思えば、数年後に誰も覚えてないけど、コンスタントに制作されて、それなりに売り上げてしまう系の邦画がありますよね。三池や堤でやっつけるテレビ漫画発の作品だったり、福士蒼汰キュンと旬の若手女優が起用されて、イチャイチャしつつ、難病や奇跡で安易に泣かせにかかるようなベタなやつ。女子に誘われなきゃ絶対観に行かないようなヤツ!そういう市場は食っていけるから!

もはや今の若い世代はアニメに対する侮りや抵抗が無いし、役者なり予算なりの関係でどうしても情けなくなってしまう実写よりむしろ浮世の柵から外れた二次元のイマジネーションでもって、丸っこく体裁よく表現するのは全然アリでしょう。その際、万人向けに、変なクセは出さないほうが良いのかも。

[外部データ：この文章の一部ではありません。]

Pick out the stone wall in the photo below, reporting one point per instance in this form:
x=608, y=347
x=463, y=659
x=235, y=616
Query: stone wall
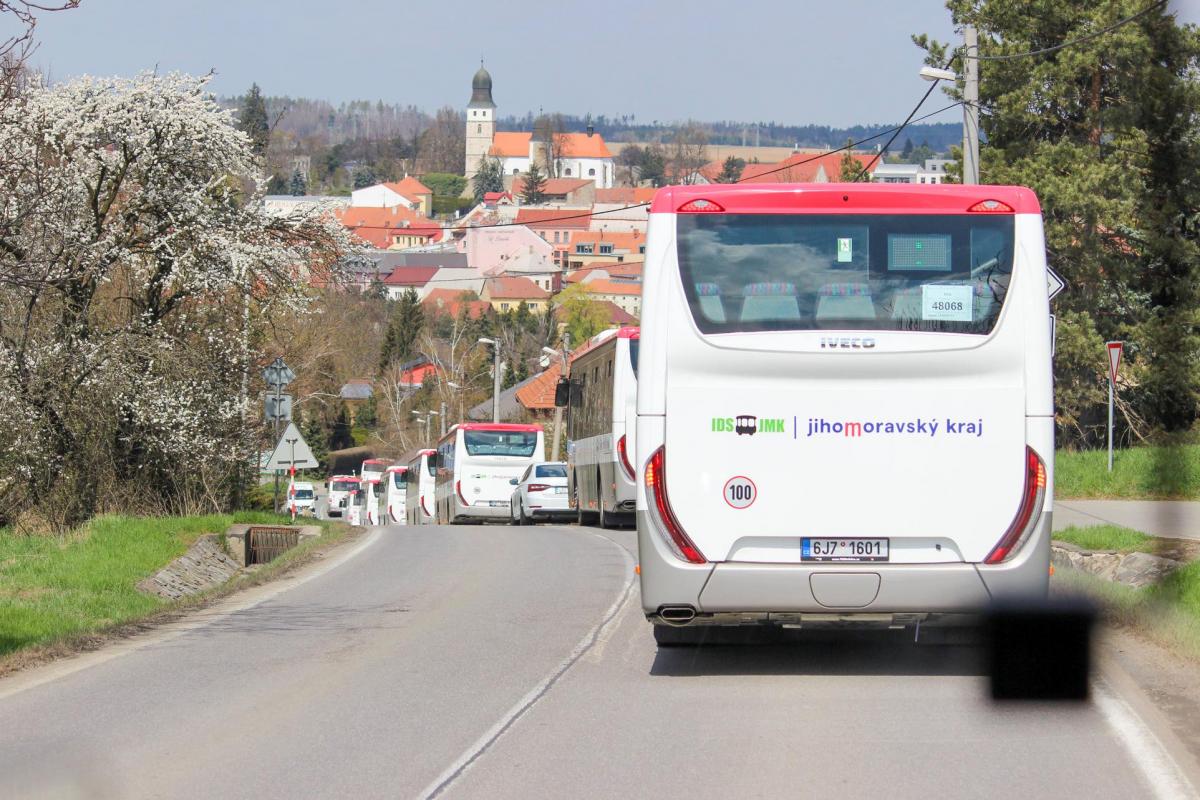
x=203, y=566
x=1134, y=570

あと、某鈴木Pの商才のせいで、劇場アニメの主演にはネームバリューのある俳優を使うパティーンも定着しちゃってるよね。それはそれで新鮮な味になって、うまくいったりしてるので、ちょい複雑でもあります。

今作の神木くんや上白石萌音ちゃんが達者ってこともあるんだろうけどね。エロい先輩役の長澤まさみすら違和感なかったわ。